Sembra la regina di Tebe sotto l’assedio del fato.
*
Amletica 2
L’uomo si crea nel vivo dell’azione
o è l’onore a muoverlo tra i flutti,
a spingerlo nella selva, per riscatto?
A ripensarci: se complotta la vita, noi
ne patiamo le sferze, inerti; oppure
sono io l’unico stracco, il bislacco?
Nel dubbio, giuro vendetta e pensieri
di sangue, io esangue, principe mutilato
E se così, ancora principe allora?
*
Coro
Per evitare di farne un martire,
re Claudio escogita per Amleto una morte
in regola; fa leva sul sangue acido di Laerte
e sulla buona sorte: veleno nella coppa
e sulla lama, dice, arma appuntita; è solo un re
spaventato, che intrappola un giovane
spaesato, la cui sorella già corre per i Campi
Elisi, sola come una camola in un tronco cavo.
*
Stefano Guglielmin (Schio 1961) è laureato in filosofia, insegna lettere al liceo. È membro della Società filosofica Italiana e fa parte della redazione di Anterem Edizioni. Gestisce il Blog sulla poesia italiana contemporanea “Blanc de ta nuque”.

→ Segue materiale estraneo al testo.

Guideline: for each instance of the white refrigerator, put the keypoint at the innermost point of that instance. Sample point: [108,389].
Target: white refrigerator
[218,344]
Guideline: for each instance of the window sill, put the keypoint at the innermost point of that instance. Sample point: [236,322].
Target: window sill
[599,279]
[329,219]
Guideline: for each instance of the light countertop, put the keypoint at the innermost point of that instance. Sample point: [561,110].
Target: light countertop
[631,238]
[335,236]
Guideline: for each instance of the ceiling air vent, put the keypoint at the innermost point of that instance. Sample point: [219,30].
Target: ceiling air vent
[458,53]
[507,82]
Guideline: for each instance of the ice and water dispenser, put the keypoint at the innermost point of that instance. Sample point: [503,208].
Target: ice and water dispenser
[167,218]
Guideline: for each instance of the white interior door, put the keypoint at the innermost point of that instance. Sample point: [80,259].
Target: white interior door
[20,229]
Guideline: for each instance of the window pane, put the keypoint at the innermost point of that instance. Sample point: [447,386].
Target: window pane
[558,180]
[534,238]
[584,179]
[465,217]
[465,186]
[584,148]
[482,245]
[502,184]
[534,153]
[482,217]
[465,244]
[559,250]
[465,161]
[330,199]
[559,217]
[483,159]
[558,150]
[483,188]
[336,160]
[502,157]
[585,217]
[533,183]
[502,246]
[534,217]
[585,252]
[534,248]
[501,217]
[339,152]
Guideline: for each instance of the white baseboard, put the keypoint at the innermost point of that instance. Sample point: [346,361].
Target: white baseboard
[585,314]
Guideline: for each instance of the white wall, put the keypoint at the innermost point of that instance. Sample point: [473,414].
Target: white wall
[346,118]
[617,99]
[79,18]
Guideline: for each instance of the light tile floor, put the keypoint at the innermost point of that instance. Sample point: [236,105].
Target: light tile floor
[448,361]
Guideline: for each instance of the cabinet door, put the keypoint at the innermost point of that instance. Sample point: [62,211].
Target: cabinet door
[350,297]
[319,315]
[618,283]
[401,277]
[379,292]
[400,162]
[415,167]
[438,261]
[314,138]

Ha pubblicato le sillogi Fascinose estroversioni (Quaderni del gruppo “Fara” 1985), Logoshima (Firenze Libri 1988), Come a beato confine (Book editore 2003), La distanza immedicata / the immedicate rift (Le Voci della Luna 2006), C’è bufera dentro la madre (L’arcolaio 2010), Le volpi gridano in giardino (CFR Edizioni 2013), Maybe it’s raining. Poems 1985-2014 (Chelsea Editions 2014), Ciao cari (La Vita Felice 2016), Dispositivi (Marco Saya 2022) e i saggi Scritti nomadi. Spaesamento ed erranza nella letteratura del Novecento (Anterem 2001), Senza riparo. Poesia e finitezza (La Vita Felice 2009), Uno sguardo (dalla rete) sulla poesia italiana contemporanea voll. 1 e 2 (Le Voci della Luna 2011, Dot.com Press 2016), Le vie del ritorno. Letteratura, pensiero, caducità (Moretti&Vitali 2014) e La lingua visitata dalla neve. Scrivere poesia oggi (Aracne editrice 2019). È inserito in numerose antologie, è stato tradotto in inglese, spagnolo e bulgaro. Ha pubblicato anche racconti, di cui l’ultimo è in AA.VV., L’occhio di vetro. Racconti del Realismo terminale, a cura di D. M. Pegorari (Mursia 2020).